South Carolina is one step closer to removing a Confederate battle flag from its capitol grounds in Charleston following a vote taken in the state Senate.
In a vote of 37-3, legislators in the upper house of the first state to secede from the Union back in 1860 decided to remove a Confederate battle flag prominently displayed on the capitol grounds.
Governor Nikki Haley, who recently championed the removal of the flag, said in a statement Monday that she approved of the vote.
"The South Carolina Senate today rose to this historic occasion, with a large majority of members from both parties coming together in the spirit of unity and healing that is binding our state back together and moving us forward in the right direction," stated Gov.
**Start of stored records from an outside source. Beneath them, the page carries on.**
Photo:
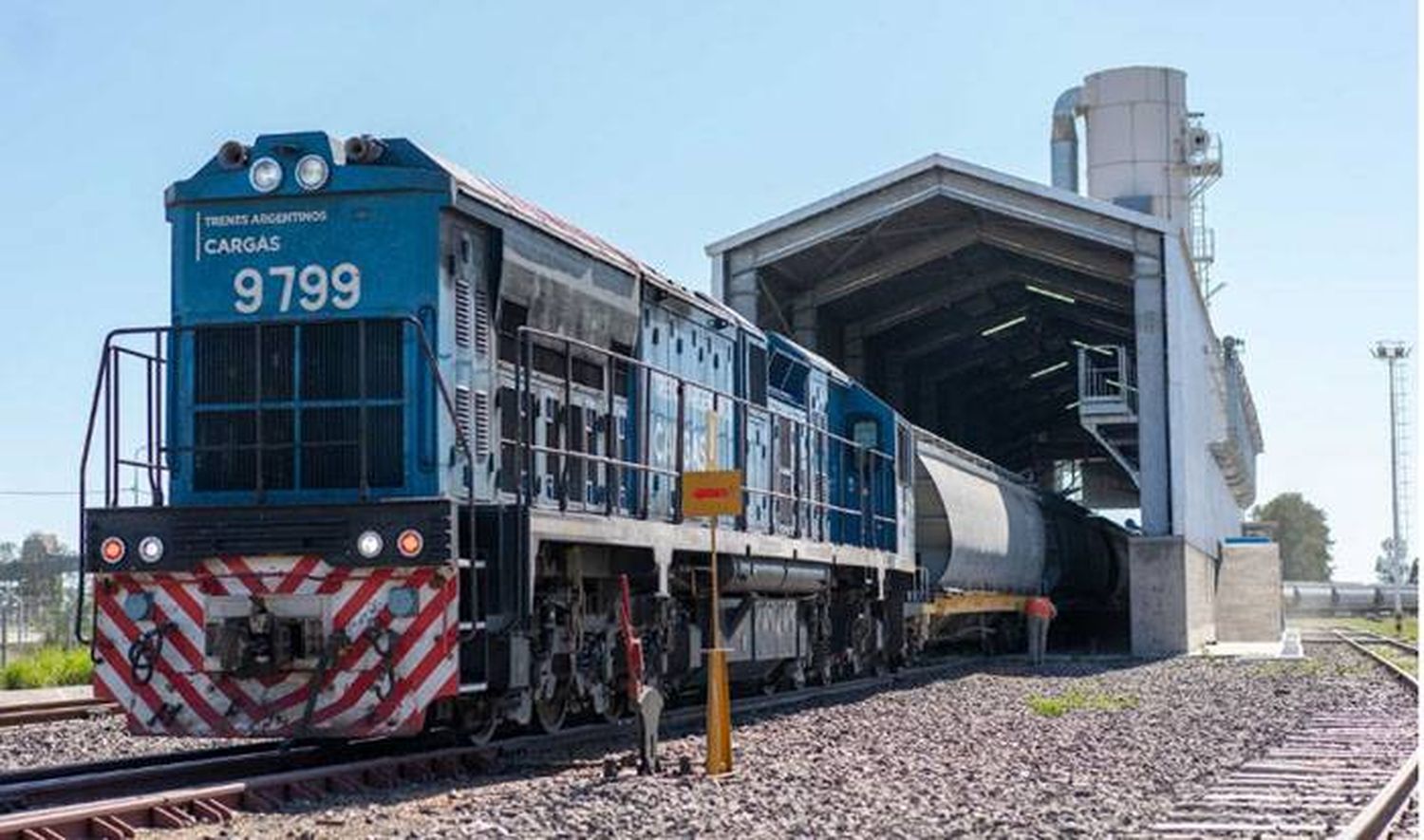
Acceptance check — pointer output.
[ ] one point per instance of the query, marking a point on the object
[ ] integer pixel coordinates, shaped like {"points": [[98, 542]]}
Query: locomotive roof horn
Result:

Haley.
"I applaud the Senate's decisive action, look forward to the Senate giving the bill third reading in the morning, and ask that the House act swiftly and follow the Senate's lead."
For years, controversy has existed over the placement of the Confederate battle flag on public and private property alike.
Recently, controversy over the flag's display erupted following the brutal murders of nine African-Americans by a young white supremacist in Charleston.
Last month, 21-year-old Dylann Storm Roof entered Emanuel African Methodist Episcopal Church, a historic African-American congregation, and an hour into a Bible study meeting pulled out a gun and shot dead nine people in a widely denounced hate crime.
At a press conference with prominent South Carolina elected officials held days after the shooting, Haley announced her support for removing the flag from government property.
"It's time to move the flag from the capitol grounds," said Haley, whose comments brought a lengthy round of applause.
"One hundred fifty years after the end of the Civil War, the time has come … [the flag] does not represent the future of our great state."
While widely hailed, the Senate vote is not the final step in removing the battle flag from the capitol grounds, as noted by Alan Blinder of the New York Times.
"After a final vote in the Senate, widely viewed as a formality, the legislation will go before the State House of Representatives, where the outcome is less certain. Debate on the measure is expected to begin this week," reported Blinder.